Scotch Ale: Strong and Smooth
Scotland is a land of legend. Its people are hearty; its terrain can be craggy and daunting, or softly pacifying. It is mysterious, magical and formidable because of the cool and often harsh weather. Although Scotland is famous for its namesake whiskey, by far the most frequently consumed social beverage is ale, the stronger versions of which perfectly reflect the nature of the land and the people.
Scotch ales are hefty, smooth with an earthy edge, inviting, and soothing. Strong Scotch ale is a redundancy, as the more common Scottish ales are more modest in character than their redoubtable brethren. Scotch ale is often referred to as “wee heavy” and can resemble lagers more than ales, especially German bock beers.
From the Past
While it is generally accepted that brewing history can be traced to the Sumerian culture of the fifth millennium BC, Scotland may have an equally extensive brewing heritage. There is evidence that Pictish tribes in present-day Scotland were making fermented beverages about the same time as the Sumerians.
Early brews were made with grain, fruit, honey or anything else fermentable, and flavored with numerous spices and herbs.
As in much of medieval Europe, Scottish monasteries housed the brewing artisans, famous for their ale. The patron saint of Glasgow, St. Mungo, was himself a skilled brewer in the sixth century AD.
In the Middle Ages in Scotland, the task of brewing often fell to the women, especially in rural areas. Many of these “broustaris” were so adept at brewing that they sold their product to the public. Aberdeen boasted a list of 152 such brewing women in 1509 and the brewing center of Edinburgh employed over 300 female brewers, or “alewives.”
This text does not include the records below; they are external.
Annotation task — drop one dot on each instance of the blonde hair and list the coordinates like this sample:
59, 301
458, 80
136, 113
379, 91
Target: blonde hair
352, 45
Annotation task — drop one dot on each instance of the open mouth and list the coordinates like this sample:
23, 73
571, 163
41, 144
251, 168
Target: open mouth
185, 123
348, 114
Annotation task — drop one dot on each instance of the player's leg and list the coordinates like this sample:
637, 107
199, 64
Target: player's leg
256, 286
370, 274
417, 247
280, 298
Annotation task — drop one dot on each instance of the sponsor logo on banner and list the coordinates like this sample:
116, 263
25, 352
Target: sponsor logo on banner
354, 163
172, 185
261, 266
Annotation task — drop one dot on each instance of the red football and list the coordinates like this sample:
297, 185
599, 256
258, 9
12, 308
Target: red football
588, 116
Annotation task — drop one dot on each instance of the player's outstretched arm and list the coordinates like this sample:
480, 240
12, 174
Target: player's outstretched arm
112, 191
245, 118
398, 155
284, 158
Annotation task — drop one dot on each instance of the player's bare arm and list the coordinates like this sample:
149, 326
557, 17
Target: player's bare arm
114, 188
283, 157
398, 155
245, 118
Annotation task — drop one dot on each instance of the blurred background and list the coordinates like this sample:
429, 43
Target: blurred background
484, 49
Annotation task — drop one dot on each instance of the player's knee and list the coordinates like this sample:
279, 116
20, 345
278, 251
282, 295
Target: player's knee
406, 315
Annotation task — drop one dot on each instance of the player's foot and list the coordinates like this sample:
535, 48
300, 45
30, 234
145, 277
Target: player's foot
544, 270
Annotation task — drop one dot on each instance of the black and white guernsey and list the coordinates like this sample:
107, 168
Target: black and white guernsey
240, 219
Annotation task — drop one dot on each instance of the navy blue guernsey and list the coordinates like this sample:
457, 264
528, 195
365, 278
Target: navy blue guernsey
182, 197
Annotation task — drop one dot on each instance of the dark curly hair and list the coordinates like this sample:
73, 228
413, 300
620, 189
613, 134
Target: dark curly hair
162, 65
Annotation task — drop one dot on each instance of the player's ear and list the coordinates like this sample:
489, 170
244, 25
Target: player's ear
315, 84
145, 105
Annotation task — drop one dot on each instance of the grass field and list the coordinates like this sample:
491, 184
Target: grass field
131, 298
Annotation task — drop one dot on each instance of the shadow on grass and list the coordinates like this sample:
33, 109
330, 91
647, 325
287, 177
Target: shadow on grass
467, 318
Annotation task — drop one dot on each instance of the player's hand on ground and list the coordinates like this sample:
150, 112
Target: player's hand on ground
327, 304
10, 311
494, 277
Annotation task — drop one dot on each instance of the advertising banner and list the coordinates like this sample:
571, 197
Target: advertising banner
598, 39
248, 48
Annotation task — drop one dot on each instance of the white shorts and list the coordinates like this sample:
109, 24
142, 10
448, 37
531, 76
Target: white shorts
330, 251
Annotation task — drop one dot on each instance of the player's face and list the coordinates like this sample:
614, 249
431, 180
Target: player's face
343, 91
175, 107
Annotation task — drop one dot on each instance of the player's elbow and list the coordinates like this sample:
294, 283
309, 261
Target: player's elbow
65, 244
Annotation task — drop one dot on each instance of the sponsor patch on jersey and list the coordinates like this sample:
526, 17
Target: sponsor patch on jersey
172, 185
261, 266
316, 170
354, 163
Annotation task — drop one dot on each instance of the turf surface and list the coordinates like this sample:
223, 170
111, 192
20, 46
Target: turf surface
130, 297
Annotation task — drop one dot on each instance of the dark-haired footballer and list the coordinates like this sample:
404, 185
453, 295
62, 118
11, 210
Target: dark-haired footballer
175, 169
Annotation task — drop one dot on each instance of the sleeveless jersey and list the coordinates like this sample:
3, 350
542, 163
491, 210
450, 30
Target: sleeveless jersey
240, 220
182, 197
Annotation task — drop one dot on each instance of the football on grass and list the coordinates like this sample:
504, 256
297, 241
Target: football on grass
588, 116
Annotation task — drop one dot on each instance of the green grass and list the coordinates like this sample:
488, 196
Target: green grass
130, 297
The first documented beer purchase from a public brewery is in 1488, when James IV bought a barrel of Blackford ale in Perthshire. The cost: 12 Scots shillings.
The rising popularity of these public breweries led to the formation of a brewing and malting guild in the 16th century in Glasgow, known as the Incorporation of Maltmen. In another move to protect the Scottish breweries, law-makers made it illegal to import foreign beer of any sort. This allowed the brewers of Scotland to concentrate on their own products.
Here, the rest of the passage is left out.